To be fair, I think Google has a bigger vision than simply improving search results. But like most big data projects, you can't tackle the big vision until you've properly mapped all the data. That's what I hope Google for Jobs is – a project to map the complex and highly variable world of job titles and job-related information for the benefit of some future application of AI.
Probably the most encouraging announcement made was that Google has opened their technology up to others via the Google Jobs API. They've partnered with the likes of LinkedIn, Career Builder, and Glassdoor, and are allowing staffing agencies and direct hire organizations to use the technology as well. Together, these entities will help build out the data set needed to feed the mapping project.
With Google making their technology somewhat open source (notice I didn’t mention Indeed as a partner), a recruiting leader now has the ability to put the power of Google search into their own career site via the Google Jobs API. According to Sundar, this concept has already delivered to Johnson & Johnson an 18% lift in applicant conversion rates on their corporate career site. Assuming no drop in quality, those are encouraging numbers!
By partnering with these organizations, I believe Google will not only deliver an incrementally better search experience, they'll also be building the foundation to do something much more innovative from an AI perspective.
I'll continue to monitor Google for Jobs and even evaluate the Google Jobs API for clients where it makes sense, but what I really want to see is that AI layer that will make this data exponentially more valuable for the global labor market.
To illustrate what an exponential improvement in job search might look like, below is a scenario that leverages some of Google's core products while delivering an amazing and proactive job notification experience. (This scenario would make use of the Google Home product or the Google Assistant app.)
Me: Hey, Google, what's my news for today?
Google: Good morning, James.

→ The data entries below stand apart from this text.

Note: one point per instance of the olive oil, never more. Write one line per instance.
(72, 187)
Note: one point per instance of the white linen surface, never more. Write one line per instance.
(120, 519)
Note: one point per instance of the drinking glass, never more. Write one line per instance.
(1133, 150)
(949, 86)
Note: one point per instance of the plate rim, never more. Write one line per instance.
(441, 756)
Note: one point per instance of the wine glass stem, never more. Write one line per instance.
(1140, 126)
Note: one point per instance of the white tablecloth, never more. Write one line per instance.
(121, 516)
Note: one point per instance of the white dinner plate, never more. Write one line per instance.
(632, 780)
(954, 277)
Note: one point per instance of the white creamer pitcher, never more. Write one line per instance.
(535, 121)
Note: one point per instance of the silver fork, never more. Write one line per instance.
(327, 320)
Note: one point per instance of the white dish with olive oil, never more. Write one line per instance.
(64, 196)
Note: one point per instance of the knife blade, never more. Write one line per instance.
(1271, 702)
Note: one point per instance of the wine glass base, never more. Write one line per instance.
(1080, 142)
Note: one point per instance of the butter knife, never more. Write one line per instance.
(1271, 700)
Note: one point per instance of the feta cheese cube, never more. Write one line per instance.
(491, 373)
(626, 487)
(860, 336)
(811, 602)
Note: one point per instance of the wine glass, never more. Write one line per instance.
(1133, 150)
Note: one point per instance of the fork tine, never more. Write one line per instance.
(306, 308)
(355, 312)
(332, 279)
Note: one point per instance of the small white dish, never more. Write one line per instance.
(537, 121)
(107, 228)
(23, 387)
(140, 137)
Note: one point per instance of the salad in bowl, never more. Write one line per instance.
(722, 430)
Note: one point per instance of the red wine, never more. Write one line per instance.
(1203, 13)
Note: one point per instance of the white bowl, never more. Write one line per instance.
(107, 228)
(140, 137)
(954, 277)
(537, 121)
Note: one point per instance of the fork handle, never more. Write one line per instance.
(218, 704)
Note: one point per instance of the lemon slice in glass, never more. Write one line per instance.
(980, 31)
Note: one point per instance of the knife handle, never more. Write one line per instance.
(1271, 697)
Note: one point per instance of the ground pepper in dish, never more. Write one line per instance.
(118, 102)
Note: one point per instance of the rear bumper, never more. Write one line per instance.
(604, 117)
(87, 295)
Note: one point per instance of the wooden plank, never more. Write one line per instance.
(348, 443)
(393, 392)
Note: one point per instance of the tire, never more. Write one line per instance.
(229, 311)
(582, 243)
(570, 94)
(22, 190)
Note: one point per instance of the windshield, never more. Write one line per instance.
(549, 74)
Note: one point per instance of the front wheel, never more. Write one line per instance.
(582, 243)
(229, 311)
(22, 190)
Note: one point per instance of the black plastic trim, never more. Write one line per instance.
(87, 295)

Before I deliver your news, would you like to hear about a new job opportunity that just surfaced? It looks like it would be a promotion for you with a 30% increase in compensation, and it's located just 10 minutes from your house.

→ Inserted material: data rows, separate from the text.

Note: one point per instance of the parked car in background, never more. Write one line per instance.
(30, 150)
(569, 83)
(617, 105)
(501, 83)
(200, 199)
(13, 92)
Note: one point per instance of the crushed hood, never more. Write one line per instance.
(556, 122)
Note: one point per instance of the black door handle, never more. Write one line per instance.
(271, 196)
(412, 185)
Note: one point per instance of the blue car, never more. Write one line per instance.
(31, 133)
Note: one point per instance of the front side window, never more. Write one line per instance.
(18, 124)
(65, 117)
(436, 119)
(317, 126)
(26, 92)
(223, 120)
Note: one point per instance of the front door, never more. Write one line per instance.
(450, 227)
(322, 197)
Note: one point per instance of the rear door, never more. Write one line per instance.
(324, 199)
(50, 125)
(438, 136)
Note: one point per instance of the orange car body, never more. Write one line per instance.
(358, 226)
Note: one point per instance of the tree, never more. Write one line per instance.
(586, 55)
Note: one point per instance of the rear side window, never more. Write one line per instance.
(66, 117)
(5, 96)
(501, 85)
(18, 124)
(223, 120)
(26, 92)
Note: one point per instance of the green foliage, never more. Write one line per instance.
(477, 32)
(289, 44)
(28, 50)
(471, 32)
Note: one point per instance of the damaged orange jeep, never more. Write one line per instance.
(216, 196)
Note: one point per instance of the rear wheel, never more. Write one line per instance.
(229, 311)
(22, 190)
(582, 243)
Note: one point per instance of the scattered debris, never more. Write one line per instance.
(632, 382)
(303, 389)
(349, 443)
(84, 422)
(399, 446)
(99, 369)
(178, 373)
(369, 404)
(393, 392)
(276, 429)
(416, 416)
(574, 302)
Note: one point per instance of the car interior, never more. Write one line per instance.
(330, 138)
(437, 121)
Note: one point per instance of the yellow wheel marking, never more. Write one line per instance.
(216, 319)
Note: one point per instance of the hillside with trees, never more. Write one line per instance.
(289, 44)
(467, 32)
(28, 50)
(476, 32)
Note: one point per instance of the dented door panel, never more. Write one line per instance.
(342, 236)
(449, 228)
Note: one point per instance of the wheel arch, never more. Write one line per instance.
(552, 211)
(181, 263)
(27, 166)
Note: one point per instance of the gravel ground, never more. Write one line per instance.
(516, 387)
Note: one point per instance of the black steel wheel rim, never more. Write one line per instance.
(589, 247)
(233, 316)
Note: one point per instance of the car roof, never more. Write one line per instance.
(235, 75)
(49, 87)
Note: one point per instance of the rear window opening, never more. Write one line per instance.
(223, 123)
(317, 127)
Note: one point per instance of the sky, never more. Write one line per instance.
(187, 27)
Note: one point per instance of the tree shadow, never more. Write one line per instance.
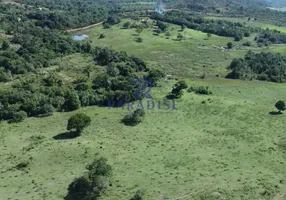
(275, 113)
(66, 136)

Google: The name of the company is Cielo. They have been a top RPO firm for several years running, and they're growing at 20% year over year. They're looking for a Technology Enablement Director to expand their technology vision to their global markets in South America and Asia. Would you like to learn more about this role?
Me: Yes, it sounds interesting.
Google: OK, would you like me to connect you to a recruiter by phone right now or should we schedule something for later?
Me: Later. Can you check my schedule and find a free 15-minute slot sometime after lunch today?
Google: OK, I checked your calendar. It looks like you and the Cielo recruiter have an opening at 3 p.m. today. I'll send an appointment request along with the details of the job. Please check your calendar and confirm that you're available by accepting the invitation.
Me: Excellent, will do. Thank you!
Google: You're welcome. Good luck with your conversation with Cielo today! Would you like to hear your news now?
While this scenario might sound a bit futuristic, I actually don't think we're too far off from it being reality. Especially if Google is able to harness the jobs data and combine it with their existing AI and voice capabilities.
Despite the announcement of Google for Jobs falling a bit flat for me, I have an incredible amount of faith and optimism that AI will transform recruiting and job search globally.
For now, we’ll start to see job listings at the top of the page when conducting a job search on Google. This is a small improvement, but for me, the innovation has to be in the matching and delivery of jobs to people, not in the task of manually conducting a job search. And the way to that lies in AI.